В понимании Савла всякий раз, когда народ Израильский оказывался под гнетом язычников или в плену, это было наказанием Божьим (см.: Дан 9:7). Он знал, что на протяжении всей истории Израиля Бог снова и снова прощал и миловал Свой народ (см.: Дан 9:9), напоминал ему Свои обетования, восстанавливал его. Савл был убежден: благодаря усилиям тех евреев, которые сохраняют верность Богу и исполняют Закон, на царский трон когда-нибудь воссядет потомок Давида, который восстановит мир и процветание Израиля. Но исполнение этих обетований — в будущем, когда Бог вновь установит Свое правление на земле и все творение прекратит сопротивление и подчинится Ему. Англиканский епископ и богослов Томас Райт пишет, что Савл и подобные ему фарисеи верили в то, что «раз есть только один Бог и у Него есть только один народ — Израиль, у мира, над которым правит единый Бог есть только одно будущее, и оно скоро наступит», и в конце концов Бог явит Себя, победит зло и освободит Свой народ. Движимый этой верой, Савл ревностно старается поступать по Торе, не просто исполняя ее заповеди, но приближая хороший конец истории. Савл верил в то, что Бог может вмешаться в историю в любое время, а поскольку Израиль по-прежнему отступает от Закона, то, если это произойдет сейчас, избранный народ ожидает участь язычников. И Савл чувствует свою ответственность — он должен очищать Израиль от скверны, возвращать отступников-иудеев в лоно церкви, ведь тем самым он приближает Царство Бога и восстановление Израиля. Так что целью гонений Савла вряд ли были христиане как таковые. Его интересовали последовавшие за Христом иудеи, именно их Савл так самоотверженно вылавливал, стараясь вернуть на «истинный путь».

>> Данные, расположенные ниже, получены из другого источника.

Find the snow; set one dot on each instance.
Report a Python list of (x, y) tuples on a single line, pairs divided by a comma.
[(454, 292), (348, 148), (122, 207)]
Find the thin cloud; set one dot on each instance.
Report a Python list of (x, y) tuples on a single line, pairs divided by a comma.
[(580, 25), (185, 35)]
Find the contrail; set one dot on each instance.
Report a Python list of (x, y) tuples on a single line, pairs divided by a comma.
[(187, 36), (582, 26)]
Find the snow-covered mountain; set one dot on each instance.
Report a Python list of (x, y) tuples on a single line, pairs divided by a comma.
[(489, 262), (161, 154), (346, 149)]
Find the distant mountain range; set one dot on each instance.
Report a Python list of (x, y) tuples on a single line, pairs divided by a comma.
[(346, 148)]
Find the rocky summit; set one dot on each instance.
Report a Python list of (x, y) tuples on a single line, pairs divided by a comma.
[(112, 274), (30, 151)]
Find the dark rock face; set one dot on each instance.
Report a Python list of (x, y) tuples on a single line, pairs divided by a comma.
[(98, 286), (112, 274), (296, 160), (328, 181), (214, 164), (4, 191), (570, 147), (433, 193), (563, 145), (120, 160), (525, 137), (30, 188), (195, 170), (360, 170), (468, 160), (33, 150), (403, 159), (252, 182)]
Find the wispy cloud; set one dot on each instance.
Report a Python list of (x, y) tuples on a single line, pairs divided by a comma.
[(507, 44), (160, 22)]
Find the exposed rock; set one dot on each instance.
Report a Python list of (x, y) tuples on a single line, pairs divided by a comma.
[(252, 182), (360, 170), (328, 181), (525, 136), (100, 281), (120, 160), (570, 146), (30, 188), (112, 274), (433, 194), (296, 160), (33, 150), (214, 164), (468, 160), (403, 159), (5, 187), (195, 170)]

Итак, если принять во внимание историческую реальность начала I тысячелетия н. э., то начнет проступать иной портрет фарисея, совсем не похожий на тот «небрежный шарж», который мы привычно себе представляем. Савл стремился к праведности по Закону не для того, чтобы обрести личное спасение и «отправиться на небеса». Представления Савла о Божьем замысле спасения мира были верны почти во всем, ошибочным был лишь один пункт, осознание которого превратило «ревнителя о Торе» в «ревнителя Благой Вести». Когда Савл встретил воскресшего Христа на дороге, ведущей в Дамаск, он не перестал быть иудеем и не отринул все свои знания, почерпнутые им из Торы, и Божьи обетования. Но в его картине мира вдруг все сошлось: он осознал, что Иисус и есть обещанный Богом Мессия (см.: Дан 9:26), а потому именно в Нем Бог уже исполнил все надежды иудеев. Теперь, раз новый век уже наступил в Иисусе, Савл (ныне Павел) может служить Богу Израилеву, но по-новому — не загоняя своих сородичей в «правильную веру» плеткой, а открывая двери спасения для всех, в том числе и для язычников. Ему предстоит открывать людям все те же истины Торы: есть только один Бог, Бог Израиля, который в Иисусе Христе установил царство милости и правды.